Depending on how seriously you take the concept of sex addiction, Thanks for Sharing is either really engaging or thoroughly preposterous. In any event, it’s a movie that never quite delivers. Adam (Mark Ruffalo), an environmental consultant, has gone five years without relapsing into porn or masturbation, in large part because he micromanages his personal living space to exclude the existence of television or a laptop. He’s part of a 12-step group, sponsored by Mike (Tim Robbins), and is now in turn sponsoring reluctant addict Neil (Josh Gad). The concept of addiction and recovery permeates this light romantic comedy, with Mike a firm proponent of the need for steady programming to transcend one’s demons. (There’s an interesting subplot involving Mike’s drug-addict son Danny, played by Patrick Fugit, who chooses to forego counseling in favor of white-knuckling it.) Adam talks the talk, not just to his sponsee but presumably to himself, especially after he tentatively embarks upon a romance with Phoebe (Gwyneth Paltrow).
Director Stuart Blumberg, working on a script he co-wrote with Matt Winston, demonstrates some of the keen observational skill he brought to his The Kids are Alright script, but he seems unsure just how much he wants to delve into his main characters’ situations, let alone their psyches. To be fair, he’s aided by an incredibly strong cast, especially the oddly appealing Gad—how can such a pervert engender our empathy?—and, in her strong film debut, Alecia Moore (aka Pink), as Dede, a hairdresser who has always used sex as a weapon. Ruffalo and Paltrow are extremely well-matched, each playing characters equally attractive and neurotic. And Robbins perfectly straddles that fine line between being a pompous ass, constantly spewing 12-speak jargon, and a flawed survivor, ignoring the pain his past actions have inflicted upon his son and wife (Joely Richardson).
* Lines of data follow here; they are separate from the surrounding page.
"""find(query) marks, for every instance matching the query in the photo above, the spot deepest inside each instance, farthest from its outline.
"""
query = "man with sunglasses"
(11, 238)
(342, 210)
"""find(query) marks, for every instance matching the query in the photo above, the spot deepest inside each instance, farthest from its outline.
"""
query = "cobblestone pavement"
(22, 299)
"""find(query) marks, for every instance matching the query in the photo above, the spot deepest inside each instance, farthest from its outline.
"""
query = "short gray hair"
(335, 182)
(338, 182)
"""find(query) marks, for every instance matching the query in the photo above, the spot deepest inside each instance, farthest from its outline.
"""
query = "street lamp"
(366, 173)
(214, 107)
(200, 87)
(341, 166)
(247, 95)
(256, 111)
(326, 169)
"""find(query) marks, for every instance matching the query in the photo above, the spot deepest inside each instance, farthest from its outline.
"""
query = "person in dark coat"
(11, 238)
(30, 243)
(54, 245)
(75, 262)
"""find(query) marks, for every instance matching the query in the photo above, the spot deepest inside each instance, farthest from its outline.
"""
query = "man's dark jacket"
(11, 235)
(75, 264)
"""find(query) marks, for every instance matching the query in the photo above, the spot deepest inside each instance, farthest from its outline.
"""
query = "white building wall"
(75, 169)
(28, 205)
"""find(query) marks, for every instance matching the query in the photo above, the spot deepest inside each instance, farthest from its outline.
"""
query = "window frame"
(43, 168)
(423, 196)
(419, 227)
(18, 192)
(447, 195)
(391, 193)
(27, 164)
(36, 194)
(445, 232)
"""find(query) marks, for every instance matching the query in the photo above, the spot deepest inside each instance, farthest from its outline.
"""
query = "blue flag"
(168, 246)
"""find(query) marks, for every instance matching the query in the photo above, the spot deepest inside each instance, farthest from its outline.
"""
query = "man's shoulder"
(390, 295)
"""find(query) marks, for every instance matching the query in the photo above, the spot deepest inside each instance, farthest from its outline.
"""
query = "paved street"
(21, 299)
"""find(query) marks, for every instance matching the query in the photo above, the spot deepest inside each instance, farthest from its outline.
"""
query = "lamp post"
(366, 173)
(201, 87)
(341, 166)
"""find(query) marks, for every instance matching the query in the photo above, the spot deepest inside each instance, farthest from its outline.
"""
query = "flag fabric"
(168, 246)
No, the problem with Thanks for Sharing has nothing to do with is the on-screen talent. Rather, it’s that the determination to present sex addiction as a real condition (and not just an Anthony Weiner punch line) juxtaposed with its breezier boy-meets-girl romance falls flat. Too much self analysis, even by attractive performers like Ruffalo, becomes akin to wallowing in your own filth, and makes the viewer want to slap some sense into the characters, a la Cher in Moonstruck.